L'ETAT PIRATE
By: Joseph Mantoura
5.3.02Heureux le temps des milices, ère, il est vrai de guerre civile mais, singulièrement, de prospérité et d'abondance. En ce temps, la population se terrait dans ses abris aménagés le temps du déluge de feu et d'acier pour resurgir dés l'accalmie, plein d'entrain et d'enthousiasme, gagner son pain quotidien. Les nuits étaient chargées d'appréhension et d'angoisse vite effacées par des matins prometteurs. Même l'électricité du Liban survivait tant bien que mal à la crise guerrière, tout comme la MEA, la TMA la CNSS, l'office des eaux et autres fleurons de l'économie libanaise. Il semblait, curieusement, que nos femmes subissaient moins de vol à la tire, nos enfants moins de larcins scolaires, nos automobiles moins de saccages voyous et nos appartements moins de sac tout court. A la limite, les égouts immergeaient exceptionnellement nos avenues, les germes infestaient rarement nos eaux et le pays ignorait la pollution du gasoil. Malgré les combats fratricides, il existait une sensation d'insouciance entretenue par un bien-être inaltérée. Tout ça en contrepartie de 2,5% piquée dans nos assiettes par la taxe des milices de l'époque. Ô puérile dîme et sobre impôt où êtes-vous?

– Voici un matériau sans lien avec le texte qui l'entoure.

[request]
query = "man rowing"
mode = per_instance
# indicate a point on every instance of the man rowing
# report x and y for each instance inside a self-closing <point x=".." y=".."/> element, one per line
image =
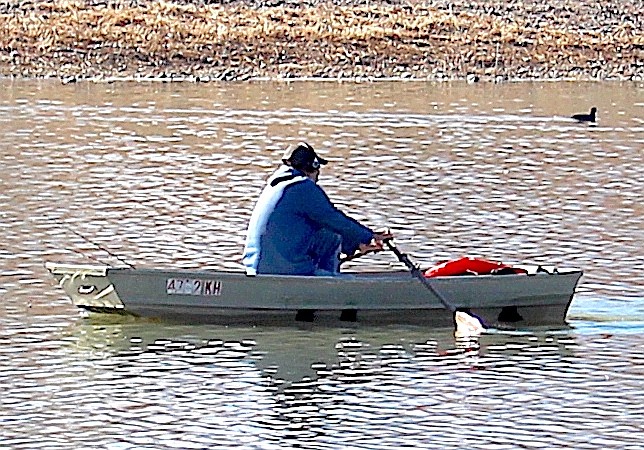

Le Liban a connu la guerre de 15 ans. Il en a souffert et s'en est sorti meurtri pour connaître un autre fléau autrement plus dévastateur : Le Ministre Saniora. L'argentier de la deuxième république a une droite terrible. La perle du trésor publique s'est délecté depuis des lustres à concocter des charges démentielles au point de déduire qu'aussitôt sur les bancs d'école, il imposait déjà ses petits camarades de classe. A croire qu'ils s'inventent des tributs à domicile à qui mieux mieux, lui et sa petite famille. A ne l'imaginer que s'ingénier pour différencier un contribuable conçu pour ne s'acquitter que de charges qu'il a créées. Le ministre Saniora qui a échoué à rembourser notre dette de fin de guerre qui s'élevait à 2 milliards de dollars américains pour, pis encore, nous embourber davantage en décuplant au mieux notre ardoise, prétend aujourd'hui nous sortir d'un abîme aussi profond que 30 milliards. Sa recette est, on ne peut plus simple. Il a inventé la taxation de la taxe. Après la TVA sur nos charges douanières le voilà qui se pointe avec la réimposition de notre impôt sur le revenu le couronnant d'un effet rétroactif sur 10 ans. Sans prévenir, telle une lubie ou un caprice qui l'a inopinément investi, l'inquisiteur du fisc a jugé propice de plonger la main dans la poche du travailleur pour refaire le plein des caisses. A court d'imagination, pour toute réponse à une situation économique désuète il n'offre que le comportement infantile maraudeur.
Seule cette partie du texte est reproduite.